Response to CWD — if it shows up in Pennsylvania elk herd — is discussed
At a recent legislative hearing on chronic wasting disease, held in Harrisburg, Rep. Matt Gabler asked about the vulnerability of the elk herd living within his district.
The Clearfield County Republican asked how susceptible the state’s elk are to getting CWD, and if the Game Commission is worried about the elk herd.
Commission wildlife veterinarian Justin Brown said the agency is very concerned about CWD getting into the elk herd. He noted that if the disease shows up anywhere in the elk herd, the commission will likely respond by turning the entire elk range into a disease management area.
Chronic wasting disease has been found in captive deer at two game farms about 30 miles from the southern edge of the elk range, making officials nervous about it crossing over into free-ranging deer, who might carry it to the elk.
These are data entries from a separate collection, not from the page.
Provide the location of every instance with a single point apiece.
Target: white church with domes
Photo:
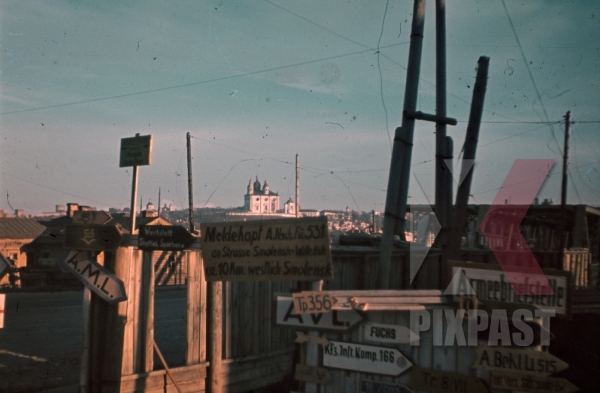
(260, 199)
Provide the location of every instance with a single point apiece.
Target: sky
(257, 82)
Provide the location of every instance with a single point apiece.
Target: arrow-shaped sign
(312, 374)
(305, 338)
(518, 360)
(96, 277)
(365, 358)
(389, 334)
(91, 217)
(339, 321)
(530, 383)
(92, 237)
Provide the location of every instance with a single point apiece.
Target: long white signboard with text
(279, 249)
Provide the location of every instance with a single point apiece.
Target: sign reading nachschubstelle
(278, 249)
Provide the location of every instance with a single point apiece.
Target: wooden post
(190, 192)
(312, 349)
(215, 304)
(85, 356)
(397, 190)
(442, 208)
(469, 152)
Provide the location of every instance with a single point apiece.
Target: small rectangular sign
(164, 237)
(530, 383)
(489, 283)
(278, 249)
(526, 361)
(340, 321)
(445, 382)
(365, 358)
(136, 151)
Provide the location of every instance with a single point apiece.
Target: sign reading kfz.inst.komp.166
(286, 249)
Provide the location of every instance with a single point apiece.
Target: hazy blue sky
(257, 82)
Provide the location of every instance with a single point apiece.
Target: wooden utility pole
(190, 192)
(469, 151)
(442, 174)
(397, 190)
(297, 209)
(563, 194)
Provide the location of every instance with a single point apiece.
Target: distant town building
(260, 200)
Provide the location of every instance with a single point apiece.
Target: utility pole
(297, 209)
(397, 190)
(190, 192)
(563, 195)
(469, 151)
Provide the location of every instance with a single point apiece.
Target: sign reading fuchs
(96, 277)
(92, 237)
(164, 237)
(340, 321)
(286, 249)
(365, 358)
(530, 383)
(389, 334)
(136, 151)
(518, 360)
(489, 283)
(444, 382)
(368, 386)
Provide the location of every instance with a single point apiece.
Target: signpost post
(164, 237)
(527, 361)
(93, 237)
(282, 250)
(334, 321)
(445, 382)
(96, 277)
(365, 358)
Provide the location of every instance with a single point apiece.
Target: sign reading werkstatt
(136, 151)
(279, 249)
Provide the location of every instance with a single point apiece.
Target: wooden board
(279, 249)
(506, 359)
(530, 383)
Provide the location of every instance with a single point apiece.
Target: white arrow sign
(389, 334)
(365, 358)
(340, 321)
(96, 277)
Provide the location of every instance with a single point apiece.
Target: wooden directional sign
(339, 321)
(312, 374)
(445, 382)
(95, 277)
(528, 361)
(164, 237)
(136, 151)
(279, 249)
(304, 338)
(530, 383)
(389, 334)
(368, 386)
(91, 217)
(365, 358)
(92, 237)
(4, 265)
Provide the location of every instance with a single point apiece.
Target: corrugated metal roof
(20, 228)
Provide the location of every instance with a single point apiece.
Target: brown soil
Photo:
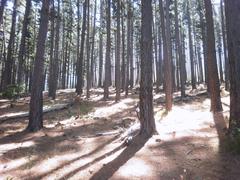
(190, 144)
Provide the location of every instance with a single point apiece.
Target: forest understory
(91, 139)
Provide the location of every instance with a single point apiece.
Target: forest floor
(84, 141)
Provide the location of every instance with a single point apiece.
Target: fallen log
(46, 109)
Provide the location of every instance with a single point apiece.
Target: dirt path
(189, 144)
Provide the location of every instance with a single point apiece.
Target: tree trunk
(167, 54)
(101, 45)
(88, 51)
(227, 87)
(123, 53)
(179, 51)
(214, 85)
(193, 78)
(107, 81)
(23, 42)
(3, 3)
(7, 75)
(36, 102)
(117, 65)
(146, 85)
(79, 72)
(55, 65)
(233, 38)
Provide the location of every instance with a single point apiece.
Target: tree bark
(80, 63)
(233, 38)
(36, 102)
(107, 81)
(214, 85)
(117, 65)
(146, 85)
(23, 42)
(8, 70)
(193, 78)
(167, 54)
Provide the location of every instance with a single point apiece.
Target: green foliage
(12, 91)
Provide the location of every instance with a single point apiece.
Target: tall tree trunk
(88, 51)
(146, 85)
(214, 85)
(227, 86)
(179, 51)
(93, 43)
(129, 16)
(36, 102)
(117, 65)
(193, 78)
(7, 75)
(101, 45)
(123, 53)
(52, 34)
(79, 72)
(3, 3)
(107, 81)
(23, 42)
(55, 64)
(167, 54)
(233, 38)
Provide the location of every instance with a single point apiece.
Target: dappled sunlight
(10, 146)
(113, 108)
(135, 168)
(182, 122)
(13, 164)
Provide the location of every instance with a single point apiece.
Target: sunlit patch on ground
(187, 146)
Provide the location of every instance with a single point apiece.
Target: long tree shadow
(221, 128)
(110, 168)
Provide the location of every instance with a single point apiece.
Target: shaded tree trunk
(55, 64)
(233, 38)
(36, 102)
(100, 45)
(79, 69)
(117, 65)
(8, 70)
(193, 78)
(146, 84)
(179, 51)
(22, 49)
(3, 3)
(227, 86)
(214, 85)
(167, 54)
(107, 81)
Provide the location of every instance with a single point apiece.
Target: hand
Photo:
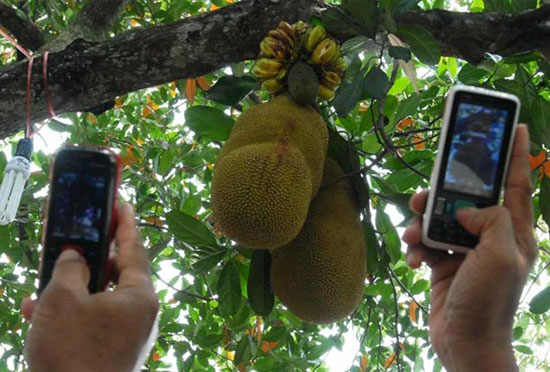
(474, 297)
(73, 330)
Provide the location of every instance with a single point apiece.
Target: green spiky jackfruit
(267, 173)
(320, 275)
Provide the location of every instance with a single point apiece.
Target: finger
(518, 192)
(417, 203)
(133, 262)
(27, 307)
(70, 271)
(416, 254)
(494, 227)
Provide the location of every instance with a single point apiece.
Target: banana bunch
(287, 45)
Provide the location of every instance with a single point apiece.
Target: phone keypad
(445, 228)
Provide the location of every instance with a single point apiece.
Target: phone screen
(82, 191)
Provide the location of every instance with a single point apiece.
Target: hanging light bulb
(16, 174)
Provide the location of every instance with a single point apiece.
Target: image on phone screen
(79, 205)
(475, 149)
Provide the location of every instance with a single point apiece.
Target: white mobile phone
(474, 150)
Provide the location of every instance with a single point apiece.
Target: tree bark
(26, 32)
(471, 35)
(86, 75)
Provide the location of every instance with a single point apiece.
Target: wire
(28, 103)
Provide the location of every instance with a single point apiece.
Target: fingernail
(412, 260)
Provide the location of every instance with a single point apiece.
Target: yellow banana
(272, 85)
(314, 36)
(324, 52)
(273, 48)
(325, 92)
(339, 65)
(284, 37)
(266, 68)
(331, 79)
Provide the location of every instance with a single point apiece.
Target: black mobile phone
(471, 164)
(81, 210)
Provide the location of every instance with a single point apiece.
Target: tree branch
(470, 35)
(92, 23)
(87, 75)
(25, 31)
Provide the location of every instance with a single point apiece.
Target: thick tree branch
(26, 32)
(470, 35)
(86, 75)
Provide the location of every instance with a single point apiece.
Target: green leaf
(544, 199)
(242, 354)
(259, 291)
(471, 75)
(350, 91)
(389, 234)
(205, 258)
(406, 108)
(338, 22)
(403, 5)
(365, 12)
(209, 122)
(541, 302)
(189, 230)
(229, 290)
(400, 53)
(375, 84)
(501, 6)
(230, 90)
(404, 179)
(422, 42)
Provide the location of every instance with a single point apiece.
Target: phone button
(77, 248)
(439, 206)
(462, 204)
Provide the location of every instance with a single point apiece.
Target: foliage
(388, 110)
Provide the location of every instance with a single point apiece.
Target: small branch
(414, 131)
(535, 279)
(26, 32)
(404, 288)
(416, 143)
(182, 291)
(379, 127)
(397, 349)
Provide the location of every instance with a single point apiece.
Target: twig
(379, 127)
(397, 349)
(414, 131)
(535, 279)
(403, 287)
(416, 143)
(182, 291)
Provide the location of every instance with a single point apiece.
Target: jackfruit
(268, 172)
(320, 275)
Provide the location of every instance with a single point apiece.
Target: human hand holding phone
(73, 330)
(474, 297)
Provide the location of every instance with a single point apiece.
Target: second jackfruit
(267, 173)
(320, 275)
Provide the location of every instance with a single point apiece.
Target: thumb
(71, 271)
(493, 225)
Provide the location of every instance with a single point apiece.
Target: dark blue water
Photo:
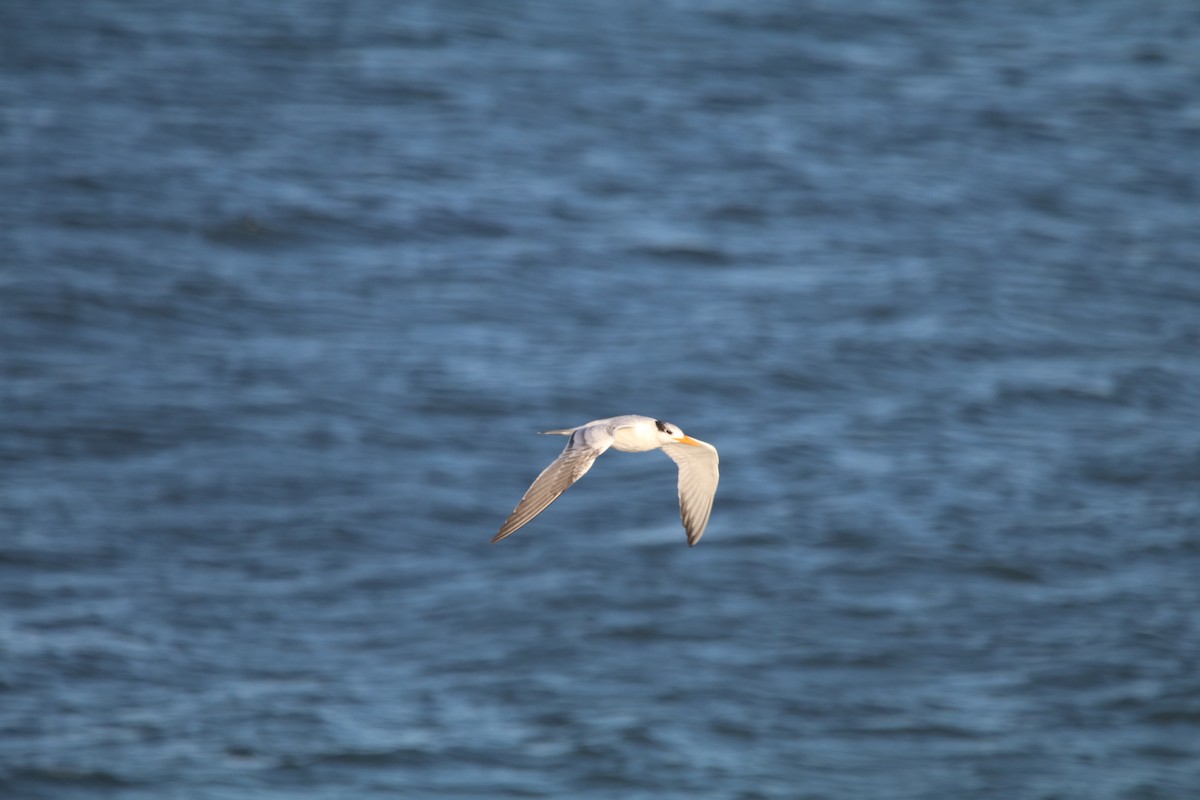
(286, 290)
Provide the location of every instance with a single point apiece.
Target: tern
(631, 433)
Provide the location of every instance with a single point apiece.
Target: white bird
(697, 468)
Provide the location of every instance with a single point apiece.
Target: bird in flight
(631, 433)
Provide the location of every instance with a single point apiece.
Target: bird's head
(669, 433)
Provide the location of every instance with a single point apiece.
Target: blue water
(286, 290)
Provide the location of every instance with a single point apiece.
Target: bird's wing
(571, 464)
(697, 483)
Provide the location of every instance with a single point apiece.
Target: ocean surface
(287, 289)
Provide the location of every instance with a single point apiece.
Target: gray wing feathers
(574, 462)
(699, 474)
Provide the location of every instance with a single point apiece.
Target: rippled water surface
(288, 288)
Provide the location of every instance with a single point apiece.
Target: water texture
(286, 290)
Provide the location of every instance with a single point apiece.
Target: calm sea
(287, 289)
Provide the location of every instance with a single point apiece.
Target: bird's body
(697, 463)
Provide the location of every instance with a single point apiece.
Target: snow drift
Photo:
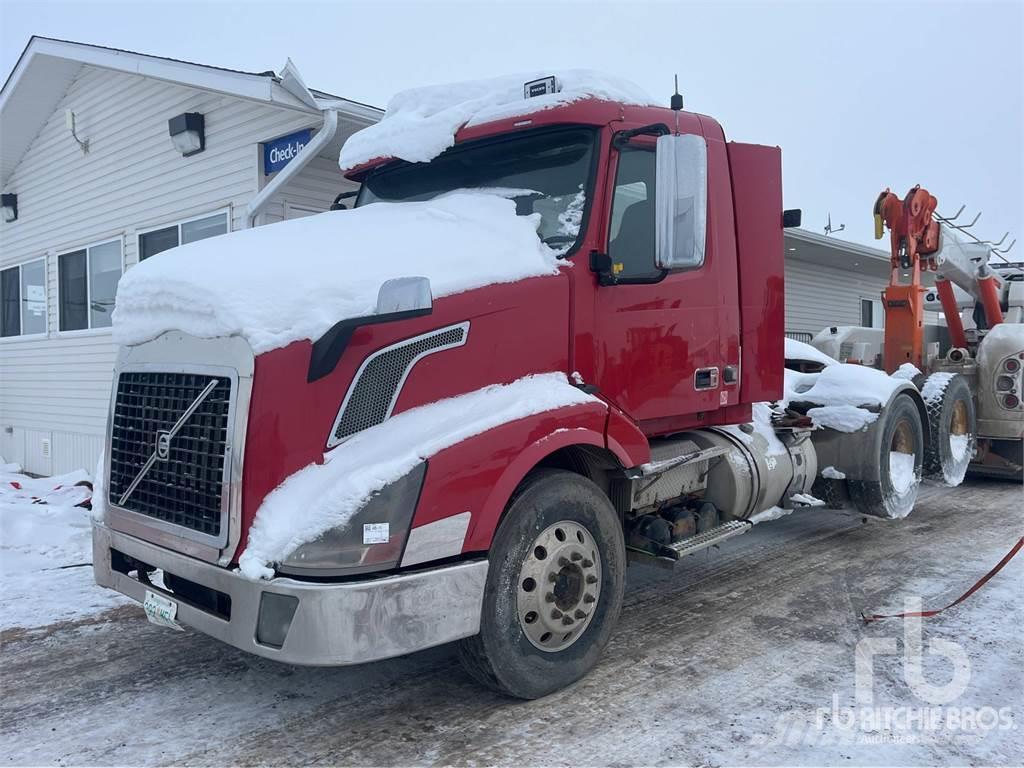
(293, 281)
(421, 123)
(323, 497)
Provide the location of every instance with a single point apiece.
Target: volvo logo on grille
(164, 437)
(163, 444)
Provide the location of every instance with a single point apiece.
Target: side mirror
(680, 202)
(403, 295)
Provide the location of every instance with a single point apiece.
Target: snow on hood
(323, 497)
(291, 281)
(421, 123)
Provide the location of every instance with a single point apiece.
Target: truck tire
(952, 429)
(884, 491)
(554, 588)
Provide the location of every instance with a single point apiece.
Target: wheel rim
(559, 586)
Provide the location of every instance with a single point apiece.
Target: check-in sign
(283, 151)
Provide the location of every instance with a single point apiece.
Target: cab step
(675, 552)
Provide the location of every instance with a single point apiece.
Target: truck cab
(464, 459)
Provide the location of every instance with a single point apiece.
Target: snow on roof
(324, 497)
(295, 280)
(421, 123)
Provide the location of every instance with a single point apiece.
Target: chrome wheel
(559, 586)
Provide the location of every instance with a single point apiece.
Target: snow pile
(421, 123)
(935, 386)
(61, 491)
(772, 513)
(842, 384)
(762, 413)
(958, 445)
(323, 497)
(842, 418)
(295, 280)
(901, 472)
(46, 550)
(798, 350)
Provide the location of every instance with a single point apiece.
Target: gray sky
(859, 95)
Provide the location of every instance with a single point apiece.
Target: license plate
(161, 610)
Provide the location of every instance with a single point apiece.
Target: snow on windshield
(295, 280)
(546, 172)
(421, 123)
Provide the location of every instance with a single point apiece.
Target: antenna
(829, 229)
(677, 98)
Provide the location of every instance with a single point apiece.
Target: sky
(859, 95)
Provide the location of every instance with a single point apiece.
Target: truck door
(666, 342)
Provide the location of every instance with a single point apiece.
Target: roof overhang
(802, 245)
(47, 68)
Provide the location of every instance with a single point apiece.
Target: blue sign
(283, 151)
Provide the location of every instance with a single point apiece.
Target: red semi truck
(665, 313)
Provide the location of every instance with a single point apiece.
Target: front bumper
(334, 624)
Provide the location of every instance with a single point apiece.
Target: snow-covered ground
(46, 551)
(729, 662)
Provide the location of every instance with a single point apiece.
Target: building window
(871, 314)
(23, 299)
(87, 282)
(156, 241)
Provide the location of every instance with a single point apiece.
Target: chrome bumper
(334, 624)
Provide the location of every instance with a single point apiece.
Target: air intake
(378, 383)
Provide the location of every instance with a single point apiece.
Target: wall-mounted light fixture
(9, 203)
(187, 132)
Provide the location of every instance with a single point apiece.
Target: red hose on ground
(980, 583)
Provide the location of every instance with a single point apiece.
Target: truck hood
(295, 280)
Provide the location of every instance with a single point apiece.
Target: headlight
(373, 540)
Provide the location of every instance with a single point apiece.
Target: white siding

As one game commissioner said recently, “It would be bad enough if CWD is found in wild deer in the Northern Tier, but if it gets into the elk range, that would be a disaster.”
The real problem, Brown explained, is how elk deal with wasting disease.
Elk may be less susceptible to CWD than white-tailed deer are, Brown explained. But they may also be able to live longer once they’ve contracted it. Those conclusions are drawn from the West, where elk have been living with CWD for a long time in places like Rocky Mountain National Park in Colorado.
If that proves true, he said, it gives sick animals more time to spread the prions behind the disease over a larger portion of the landscape. That could result in many elk being infected with the disease.